全社一体体制のものづくり改善マネジメント
-ものづくりグローバル標準マネジメントシステムの構築-
第2章 全社一体体制のマネジメント

2)ステージを意識した活動のねらい

(1)アセスメントで自社の改善・改革力を知る
 アセスメント項目は、前章で説明したように「全社一体体制構築の10の視点」で構成されており、アセスメントDBを活用すれば他社との比較も可能になる。このアセスメント評価で自社の強みや弱点を知ることは有効である。
 アセスメント評価を毎年継続して実施することにより、組織的な問題解決能力の成長度合いや改善改革活動の成長度合いが測定できる。アセスメント評価の管理単位は事業部と事業の責任者を結び付けている。
 アセスメントには、マネジメント成熟度診断チェックリストが使いやすく効果的である(第4章を参照)。

(2)改善・改革力に応じて活動の開始ステージを選択
 一般的に、企業はいくつかの事業で構成されている。その中には、国内の工場があり、海外の工場も含まれることもある。その際、各事業単位の、改善・改革力・マネジメントカは一様ではない。上手に展開している事業、思うような成果が生み出せていない事業……など、各事業担当部門の改善。改革力の巧拙に差があるのが一般的である。
 このような時、本活動では、ステージ1から活動を開始する事業所や、ステージ2から活動を開始する事業所が混在することも可能である。自らの改善・改革力に応じて、活動を開始するスタート地点が異なる。全社一体型マネジメントは、力量が異なる各事業を前提にしたマネジメント方式なのである。
 どのステージから活動を開始するかは、開始前に導入アセスメントを行い、その評価でステージを決定する。

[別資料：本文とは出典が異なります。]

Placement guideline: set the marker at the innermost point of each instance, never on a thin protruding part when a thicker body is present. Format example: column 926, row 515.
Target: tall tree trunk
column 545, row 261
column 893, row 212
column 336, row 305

(3)中期経営計画・単年度事業計画・技術ロードマップとの整合性
 ステージ3以降の本活動は、中期経営計画・単年度事業計画の目標値との一体化を前提とした活動である。一般には、中期経営計画が独り歩きをして、実際の活動との関連性が低くなっているケースが見られる。また事業によっては、中期経営計画そのものが陳腐化してしまい、中期経営計画の本来の活用ができていない場合もある。
 本活動では、中期経営計画に基づいた単年度事業計画を拠り所にしている。それゆえ、中期経営計画で設定された目標値は、本活動を通じて各部門に目標展開されることになる。
 また目標展開を実施すると、中期経営計画・事業計画から展開した目標値に対して、抽出した改善テーマが抽象的であったり、不十分であつたりする場合が往々にして見られる。これらの打開策として、戦略マップ、技術ロードマップと教育体系を関連付けて改善施策を抽出する工夫をしている。
 このように、全社一体型マネジメントシステムを展開することによって中期経営計画(戦略マップ)一―事業戦略一―技術ロードマップーー活動目標値――教育体系一―改善テーマの抽出……という一貫したつながりが、強固な鎖で繋がれることになる。

(4)事業計画が目指している姿と教育体系の整合
①教育体系と効果測定の問題点
 企業における体系的な教育の必要性は認識しているが、具体的な教育や外部研修への参加機会はさまざまな部署に散在しており、参加者は、何が必要な教育なのか判断しかねているのが実態である。
 本活動では教育体系を見直して、事業計画が目指している姿と教育体系との整合を図ることを展開ステップにいれている。そのため、既存の教育システムを有効に活用し、陳腐化している教育テーマは削減して、新たなテーマを追加する。

 また、各部署で多様なプログラムの教育を実施していても、教育投資に対する効果測定ができていない。部分的に効果を測定していても、測定方法もまちまちで、 しかも結果が活かされておらず、ずっと前からのプログラムをそのまま踏襲しているケースが多い。本活動では、事業計画に基づいた教育体系を作り上げることと同時に教育効果の測定を標準化しているのが特徴である。

②教育体系を設計する
 各ステージでは、スパイラルアップするために必要な教育を計画しており、教育は、ステージと職位の階層のマトリックスで体系化されている(図表2-23)。

 一般的には活動準備として、スパイラルアップ活動の前に、教育体系の構想を策定する。

教育体系の詳細設計に関しては、
・現在進めている事業計画の実施状況
・アセスメントの実績評価情報
・これから進めていく技術課題(技術ロードマップ)
を検討して、実行計画としての教育体系を設計する。
 たとえば、
・成果の達成状況から弱点を探り、技術的な問題を抱えているようであれば、固有技術の専門教育の可否を検討する
・また、テーマを推進しているリーダーのマネジメントに問題があれば「リーダーシップ実践コース」を検討する
・コスト削減に関して有効な施策が抽出できないときには、材料や生産技術に関わる固有技術に関する教育を追加することもある
……などで、大切なことは、現在進めている事業計画の具体化と教育体系が整合されていることである。